Aged 18, Betty Webb, was living in south Shropshire and studying a domestic science course at Radbrook College in Shrewsbury.
Betty, now 95, and living in Wythall near Birmingham/Worcestershire was born in Aston-on-Clun in 1923 and was home schooled through the National Education Union, which was developed to help families who lived or worked abroad.
In her late teens, after taking an interest in domestic sciences, and not really sure what to do for a career, Betty enrolled at Radbrook College, which later became part of Shrewsbury College, where she was taught how to cook, run a house and do household accounts.
“It was a terrible winter and rationing was in full force so, so much food was restricted making the course somewhat difficult! I was there for two terms, during which time I managed to catch both measles and chicken pox. I enjoyed it, but the war had also broken out and by 1941 a few of us on the course felt like we really needed to do something more to be helpful, so I joined the Auxillary Territorial Service (Women’s Army) in May/June of 1941.
“We had basic training in the army at Wrexham and stated which trade we wanted to go into. I had put on my CV I was bilingual and could speak German and found myself being interviewed by an intelligence officer in London.”

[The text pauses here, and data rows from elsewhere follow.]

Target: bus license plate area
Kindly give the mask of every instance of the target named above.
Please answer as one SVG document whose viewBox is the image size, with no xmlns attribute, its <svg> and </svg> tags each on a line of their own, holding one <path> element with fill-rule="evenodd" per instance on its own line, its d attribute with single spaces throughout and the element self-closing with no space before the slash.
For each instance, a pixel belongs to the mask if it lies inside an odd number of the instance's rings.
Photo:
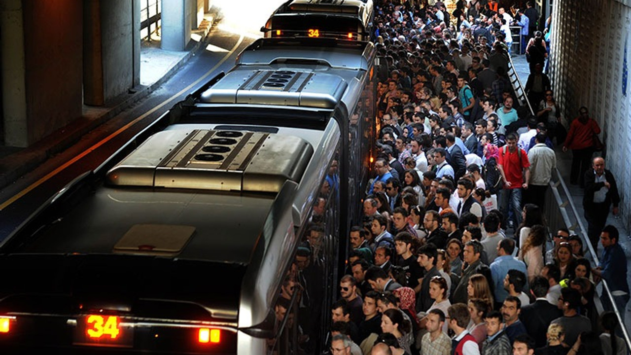
<svg viewBox="0 0 631 355">
<path fill-rule="evenodd" d="M 121 317 L 88 315 L 77 319 L 74 344 L 91 346 L 131 347 L 134 328 L 121 325 Z"/>
</svg>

From there she was ordered to take a train to Bletchley in Buckinghamshire, without being told why.
“I didn’t know what I was in for. The war was very much on in 1941 and there was a great deal of bombing in London. We all felt like we ought to be doing something more positive to defend the country. But it was a completely blind date,” she said.
Between 1941 and 1945 Betty was stationed at the Government Code & Cypher School’s codebreaking operation at Bletchley Park. At first she was put to work with Major Ralph Tester in the Mansion, where she registered undeciphered Enigma messages. Betty was involved in an intelligence triumph said by historians to have shortened the Second World War by between two and four years.

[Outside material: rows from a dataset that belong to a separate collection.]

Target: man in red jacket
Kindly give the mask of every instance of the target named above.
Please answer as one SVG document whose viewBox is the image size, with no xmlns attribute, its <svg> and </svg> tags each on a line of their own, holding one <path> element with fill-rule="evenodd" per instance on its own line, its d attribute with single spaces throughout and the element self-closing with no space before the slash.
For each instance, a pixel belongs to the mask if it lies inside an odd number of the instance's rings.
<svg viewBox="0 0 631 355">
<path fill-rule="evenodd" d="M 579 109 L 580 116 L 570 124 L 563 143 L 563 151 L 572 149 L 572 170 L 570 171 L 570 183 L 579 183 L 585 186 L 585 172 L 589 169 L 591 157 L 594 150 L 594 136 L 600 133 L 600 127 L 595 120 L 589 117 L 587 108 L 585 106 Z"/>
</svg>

She then moved on to the Japanese Section in Block F to paraphrase deciphered Japanese messages. In 1945, this work lead Betty to see out the war in the Pacific at The Pentagon. By the end of her stint at Bletchley Park in 1945, Betty Webb had progressed from private to staff sergeant (Betty Webb).
“When I started at Bletchley we were departmentalised in such a strict way so we were not allowed to discuss anything with anyone and had to sign the Official Secrets Act, which was really robust. It was only from 1975 when the Secret’s Act was lifted years later, that we were finally allowed to talk about it all.”
Just two years ago, Betty learned from a researcher that those soon-to-be-decoded messages she had been ordered to catalogue – strings of letters and numbers that meant nothing to her at the time – had in fact been communications between the worst of the worst: members of the SS and the Gestapo, some of them discussing the beginnings of the Holocaust.
She said: “I was rather pleased to know I had been working on an important part of the exercise. I do hope I made a contribution.”
While working at Bletchley Park, Betty used to see the now renowned Nazi codebreaker, Alan Turing, whose work to crack an ‘unbreakable Nazi code’ was celebrated in the 2014 film The Imitation Game, starring Benedict Cumberbatch. She didn’t know what his work or role involved at the time but she still knows Alan’s nephew.
“After I went back home, my parents were living in Richard’s Castle on the Herefordshire/Shropshire border and I had a bit of a rest and then went onto an intensive secretarial/comms course, which stood me in good stead for a job and I started working at the Grammar School. I eventually went back into the TA and worked as an officer up and down the country at several units. I ended up in Birmingham working as a recruitment officer for the Women’s Royal Army Corp (what the now disbanded ATS became.)
Betty said that after the Secret’s Act was lifted, individuals started writing about their roles in the war effort and people were able to piece together what had gone on at Bletchley Park.
She has since written a book of her experiences called Secret Postings: Bletchley Park to the Pentagon, under her full name Charlotte Vine-Stevens and is still giving talks today about her experiences at Bletchley. She has done 150 so far and her book is available on Amazon.